I've got an oddball problem here. I've got a little java program that filters Minecraft log files to make them easier to read. On each line of these logs, there are usually multiple instances of the character "§", which returns a hex value of FFFD.
I am filtering out this character (as well as the character following it) using:
currentLine = currentLine.replaceAll("\uFFFD.", "");
Now, when I run the program through NetBeans, it works swell. My lines get outputted looking like this:
CxndyAnnie: Mhm
CxndyAnnie: Sorry
But when I build the .jar file and wrap it into a .exe file using JSmooth, that character no longer gets filtered out when I run the .exe, and my lines come out looking like this:
§e§7[§f$65§7] §1§nCxndyAnnie§e: Mhm
§e§7[§f$65§7] §1§nCxndyAnnie§e: Sorry
(note: the additional square brackets and $65 show up because their filtering is dependent on the special character and it's following character being removed first)

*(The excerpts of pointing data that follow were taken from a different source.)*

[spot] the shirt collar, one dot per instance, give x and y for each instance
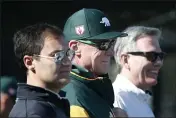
(129, 86)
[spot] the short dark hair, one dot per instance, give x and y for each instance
(30, 40)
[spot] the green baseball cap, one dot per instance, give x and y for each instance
(91, 24)
(8, 85)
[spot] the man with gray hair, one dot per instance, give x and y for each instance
(140, 57)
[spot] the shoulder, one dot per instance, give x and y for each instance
(31, 108)
(71, 93)
(40, 108)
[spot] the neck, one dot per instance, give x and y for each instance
(35, 81)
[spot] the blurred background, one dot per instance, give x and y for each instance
(16, 15)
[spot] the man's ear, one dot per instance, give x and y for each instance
(74, 45)
(28, 62)
(124, 61)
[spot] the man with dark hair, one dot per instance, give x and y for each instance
(42, 51)
(90, 91)
(8, 94)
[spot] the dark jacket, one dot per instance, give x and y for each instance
(38, 102)
(91, 97)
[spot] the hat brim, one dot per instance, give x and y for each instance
(109, 35)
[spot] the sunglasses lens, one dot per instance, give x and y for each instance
(70, 54)
(106, 45)
(153, 56)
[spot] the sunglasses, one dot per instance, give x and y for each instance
(151, 56)
(59, 56)
(103, 45)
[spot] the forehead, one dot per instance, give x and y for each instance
(53, 43)
(148, 43)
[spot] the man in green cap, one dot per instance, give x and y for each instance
(90, 91)
(8, 95)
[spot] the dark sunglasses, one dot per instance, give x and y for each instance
(151, 56)
(103, 45)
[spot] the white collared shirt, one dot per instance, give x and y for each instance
(131, 99)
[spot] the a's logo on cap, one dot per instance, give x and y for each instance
(105, 21)
(12, 91)
(79, 30)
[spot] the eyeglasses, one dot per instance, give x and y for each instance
(59, 56)
(151, 56)
(101, 45)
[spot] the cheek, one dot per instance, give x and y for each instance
(47, 68)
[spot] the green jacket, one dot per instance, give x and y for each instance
(89, 97)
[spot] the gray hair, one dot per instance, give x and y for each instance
(128, 44)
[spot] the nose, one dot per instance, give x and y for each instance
(158, 62)
(110, 51)
(66, 61)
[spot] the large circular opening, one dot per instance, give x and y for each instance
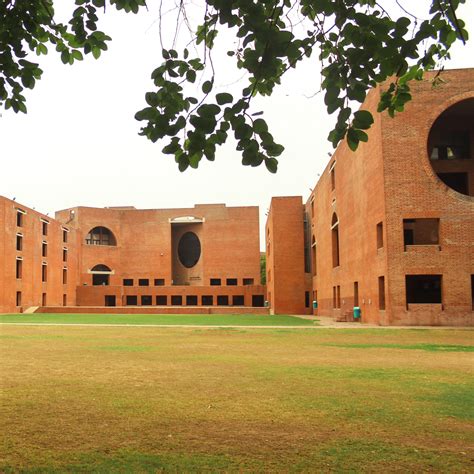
(451, 146)
(189, 249)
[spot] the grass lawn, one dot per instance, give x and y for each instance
(178, 319)
(84, 399)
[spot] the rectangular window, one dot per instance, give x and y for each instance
(421, 231)
(147, 300)
(131, 300)
(314, 258)
(207, 300)
(191, 300)
(161, 300)
(19, 218)
(382, 293)
(380, 235)
(177, 300)
(332, 172)
(258, 301)
(238, 300)
(356, 293)
(423, 289)
(222, 300)
(457, 181)
(472, 291)
(19, 242)
(19, 268)
(110, 300)
(307, 244)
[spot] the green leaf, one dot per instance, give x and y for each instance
(224, 98)
(207, 87)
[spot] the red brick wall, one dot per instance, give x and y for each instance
(30, 284)
(285, 256)
(414, 191)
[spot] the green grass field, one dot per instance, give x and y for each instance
(111, 399)
(165, 319)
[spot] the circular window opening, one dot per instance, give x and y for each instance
(451, 147)
(189, 249)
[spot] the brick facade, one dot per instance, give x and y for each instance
(372, 200)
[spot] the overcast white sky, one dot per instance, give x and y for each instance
(78, 144)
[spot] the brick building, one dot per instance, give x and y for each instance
(205, 256)
(389, 228)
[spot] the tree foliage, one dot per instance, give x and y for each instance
(358, 43)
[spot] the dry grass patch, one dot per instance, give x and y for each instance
(115, 400)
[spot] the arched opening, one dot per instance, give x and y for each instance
(100, 236)
(335, 240)
(313, 256)
(101, 275)
(189, 249)
(451, 147)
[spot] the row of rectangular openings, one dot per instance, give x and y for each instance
(44, 271)
(231, 281)
(191, 300)
(420, 289)
(44, 299)
(44, 224)
(143, 282)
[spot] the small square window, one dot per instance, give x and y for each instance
(19, 268)
(146, 300)
(131, 300)
(191, 300)
(161, 300)
(222, 300)
(19, 218)
(19, 242)
(177, 300)
(207, 300)
(238, 300)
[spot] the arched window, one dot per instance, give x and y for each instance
(189, 249)
(100, 236)
(335, 240)
(100, 275)
(450, 147)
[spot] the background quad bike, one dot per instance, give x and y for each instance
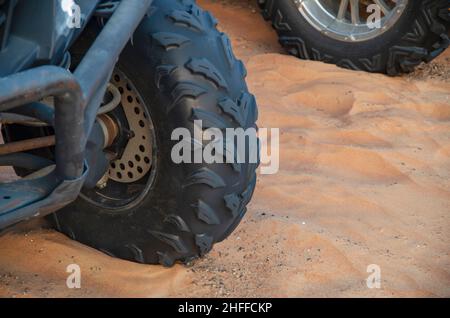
(417, 32)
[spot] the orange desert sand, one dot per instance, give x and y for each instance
(364, 179)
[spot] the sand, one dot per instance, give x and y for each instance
(364, 179)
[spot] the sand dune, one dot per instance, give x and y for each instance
(364, 179)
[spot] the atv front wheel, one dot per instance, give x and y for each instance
(344, 32)
(178, 68)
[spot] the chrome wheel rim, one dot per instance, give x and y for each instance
(352, 20)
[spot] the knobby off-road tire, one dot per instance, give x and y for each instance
(420, 35)
(185, 70)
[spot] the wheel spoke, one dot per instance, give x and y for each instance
(383, 6)
(354, 8)
(342, 9)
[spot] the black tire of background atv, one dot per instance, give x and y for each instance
(419, 36)
(178, 61)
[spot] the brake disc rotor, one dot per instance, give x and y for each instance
(135, 162)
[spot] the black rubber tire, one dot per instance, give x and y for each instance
(420, 35)
(185, 69)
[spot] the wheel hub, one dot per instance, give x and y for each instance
(347, 20)
(135, 161)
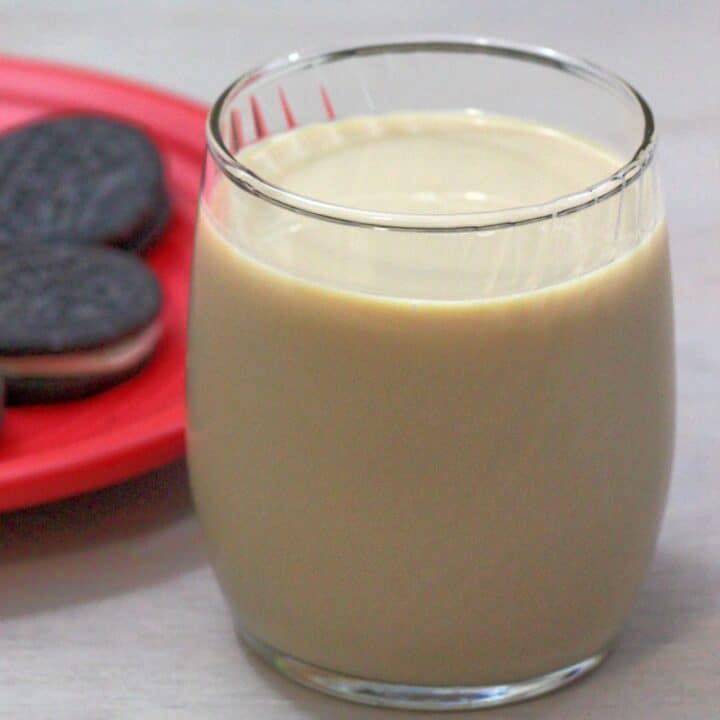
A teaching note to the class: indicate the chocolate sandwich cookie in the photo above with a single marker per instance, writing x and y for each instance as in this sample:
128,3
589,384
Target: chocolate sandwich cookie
81,179
73,320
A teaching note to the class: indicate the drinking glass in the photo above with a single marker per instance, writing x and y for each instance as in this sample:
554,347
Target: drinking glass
430,451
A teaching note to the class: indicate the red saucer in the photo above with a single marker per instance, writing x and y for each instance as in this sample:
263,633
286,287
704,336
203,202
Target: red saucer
53,451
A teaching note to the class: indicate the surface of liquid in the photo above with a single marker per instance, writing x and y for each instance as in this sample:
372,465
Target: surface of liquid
430,458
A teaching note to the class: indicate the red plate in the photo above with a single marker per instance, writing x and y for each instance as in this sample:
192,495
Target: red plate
52,451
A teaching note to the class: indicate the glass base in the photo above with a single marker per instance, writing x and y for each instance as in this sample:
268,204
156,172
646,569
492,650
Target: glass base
417,697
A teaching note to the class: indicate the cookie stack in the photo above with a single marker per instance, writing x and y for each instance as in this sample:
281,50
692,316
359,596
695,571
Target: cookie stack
79,311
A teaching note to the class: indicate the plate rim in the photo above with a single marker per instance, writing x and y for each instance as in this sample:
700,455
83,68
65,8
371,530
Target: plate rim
130,448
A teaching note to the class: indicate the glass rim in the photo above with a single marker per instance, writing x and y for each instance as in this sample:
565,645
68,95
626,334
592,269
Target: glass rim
251,182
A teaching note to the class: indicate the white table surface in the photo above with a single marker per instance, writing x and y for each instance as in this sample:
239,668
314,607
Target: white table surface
108,608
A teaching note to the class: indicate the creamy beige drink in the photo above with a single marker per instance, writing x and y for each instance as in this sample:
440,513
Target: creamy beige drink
431,458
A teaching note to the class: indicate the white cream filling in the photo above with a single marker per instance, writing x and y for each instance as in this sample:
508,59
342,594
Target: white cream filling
108,360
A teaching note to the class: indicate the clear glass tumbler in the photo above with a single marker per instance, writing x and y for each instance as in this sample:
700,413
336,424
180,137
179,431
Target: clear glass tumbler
430,449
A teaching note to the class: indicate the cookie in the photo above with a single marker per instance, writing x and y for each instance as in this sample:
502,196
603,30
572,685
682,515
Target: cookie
73,320
82,179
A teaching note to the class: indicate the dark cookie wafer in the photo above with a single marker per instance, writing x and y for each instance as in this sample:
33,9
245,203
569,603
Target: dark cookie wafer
73,320
81,179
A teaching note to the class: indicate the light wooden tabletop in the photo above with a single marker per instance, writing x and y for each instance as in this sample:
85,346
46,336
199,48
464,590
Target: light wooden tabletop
108,608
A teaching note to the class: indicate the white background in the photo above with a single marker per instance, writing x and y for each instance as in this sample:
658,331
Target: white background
107,606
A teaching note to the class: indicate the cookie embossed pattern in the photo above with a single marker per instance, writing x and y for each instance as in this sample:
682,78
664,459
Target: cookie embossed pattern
51,451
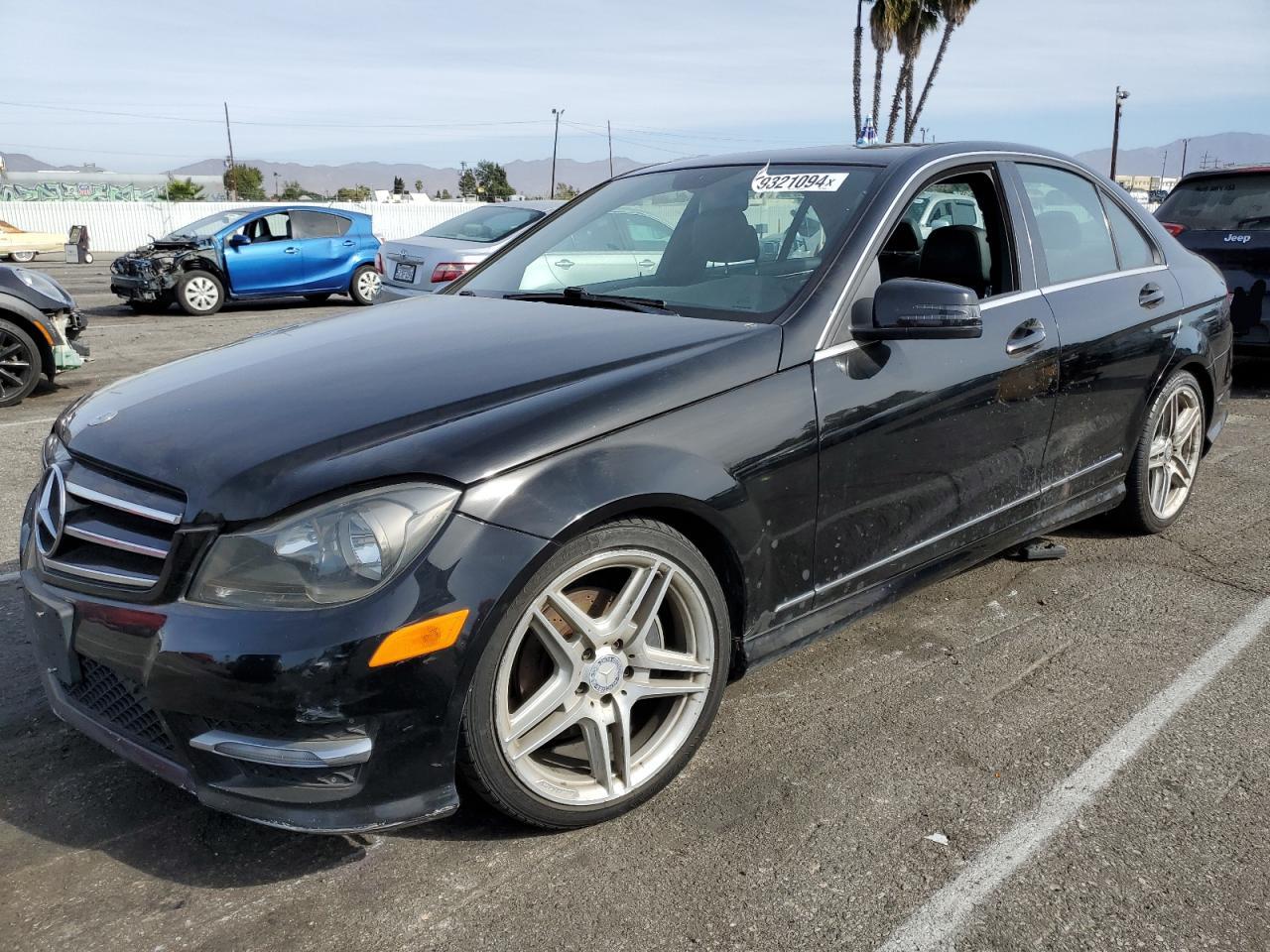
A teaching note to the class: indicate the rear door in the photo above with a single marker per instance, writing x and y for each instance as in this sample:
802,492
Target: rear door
1225,218
1116,308
272,263
326,248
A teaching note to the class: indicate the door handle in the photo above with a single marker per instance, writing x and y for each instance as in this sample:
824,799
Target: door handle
1026,336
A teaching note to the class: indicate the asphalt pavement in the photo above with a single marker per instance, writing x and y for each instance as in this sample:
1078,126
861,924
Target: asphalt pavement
1060,756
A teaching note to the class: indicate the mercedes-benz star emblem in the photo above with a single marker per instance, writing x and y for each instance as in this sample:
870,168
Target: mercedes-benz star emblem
51,512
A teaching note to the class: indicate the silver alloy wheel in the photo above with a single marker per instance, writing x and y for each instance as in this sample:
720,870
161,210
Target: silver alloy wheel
1175,451
604,676
368,285
200,294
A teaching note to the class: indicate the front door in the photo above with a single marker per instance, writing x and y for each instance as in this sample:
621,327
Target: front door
271,263
930,444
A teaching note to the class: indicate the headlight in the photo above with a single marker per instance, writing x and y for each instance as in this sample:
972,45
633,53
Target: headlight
40,284
331,553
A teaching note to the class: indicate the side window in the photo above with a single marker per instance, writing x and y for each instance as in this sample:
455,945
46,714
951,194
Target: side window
1071,223
955,231
307,225
1132,245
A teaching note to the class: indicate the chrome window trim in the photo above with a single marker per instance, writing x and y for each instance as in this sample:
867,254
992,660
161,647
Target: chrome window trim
878,232
122,504
1097,278
947,534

Any ideas why this would no longer work after putting it through JSmooth? Is there a different way to do the text replace that would preserve its function?
By the way, I also attempted to remove this character using
currentLine = currentLine.replaceAll("§.", "");
but that didn't work in Netbeans nor as a .exe.
I'll go ahead and past the full method below:
public static String[] filterLines(String[] allLines, String filterType, Boolean timeStamps) throws IOException {
String currentLine = null;
FileWriter saveFile = new FileWriter("readable.txt");
String heading;
String string1 = "[L]";
String string2 = "[A]";
String string3 = "[G]";
if (filterType.equals(string1)) {
heading = "LOCAL CHAT LOGS ONLY \r\n\r\n";
}
else if (filterType.equals(string2)) {
heading = "ADVERTISING CHAT LOGS ONLY \r\n\r\n";
}
else if (filterType.equals(string3)) {
heading = "GLOBAL CHAT LOGS ONLY \r\n\r\n";
}
else {
heading = "CHAT LINES CONTAINING \"" + filterType + "\" \r\n\r\n";
}
saveFile.write(heading);
for (int i = 0; i < allLines.length; i++) {
if ((allLines[i] != null ) && (allLines[i].contains(filterType))) {
currentLine = allLines[i];
if (!timeStamps) {
currentLine = currentLine.replaceAll("\\[..:..:..\\].", "");
}
currentLine = currentLine.replaceAll("\\[Client thread/INFO\\]:.", "");
currentLine = currentLine.replaceAll("\\[CHAT\\].", "");
currentLine = currentLine.replaceAll("\uFFFD.", "");
currentLine = currentLine.replaceAll("\\[A\\].", "");
currentLine = currentLine.replaceAll("\\[L\\].", "");
currentLine = currentLine.replaceAll("\\[G\\].", "");
currentLine = currentLine.replaceAll("\\[\\$..\\].", "");
currentLine = currentLine.replaceAll(".>", ":");
currentLine = currentLine.replaceAll("\\[\\$100\\].", "");
saveFile.write(currentLine + "\r\n");
//System.out.println(currentLine);
}
}
saveFile.close();
ProcessBuilder openFile = new ProcessBuilder("Notepad.exe", "readable.txt");
openFile.start();
return allLines;
}
FINAL EDIT
Just in case anyone stumbles across this and needs to know what finally worked, here's the snippet of code where I pull the lines from the file and re-encode it to work:
BufferedReader fileLines;
fileLines = new BufferedReader(new FileReader(file));
String[] allLines = new String[numLines];
int i=0;
while ((line = fileLines.readLine()) != null) {
byte[] bLine = line.getBytes();
String convLine = new String(bLine, Charset.forName("UTF-8"));
allLines[i] = convLine;
i++;
}
I also had a problem like this in the past with minecroft logs, I don’t remember the exact details, but the issue came down to a file format problem, where UTF8 encoding worked correctly but some other text encoding including the system default did not work correctly.
First:
Make sure that you specify UTF8 encoding when reading the byteArray from file so that allLines contains the correct info like so:
Path fileLocation = Paths.get("C:/myFileLocation/logs.txt");
byte[] data = Files.readAllBytes(fileLocation);
String allLines = new String(data , Charset.forName("UTF-8"));
Second:
Using \uFFFD is not going to work, because \uFFFD is only used to replace an incoming character whose value is unknown or unrepresentable in Unicode.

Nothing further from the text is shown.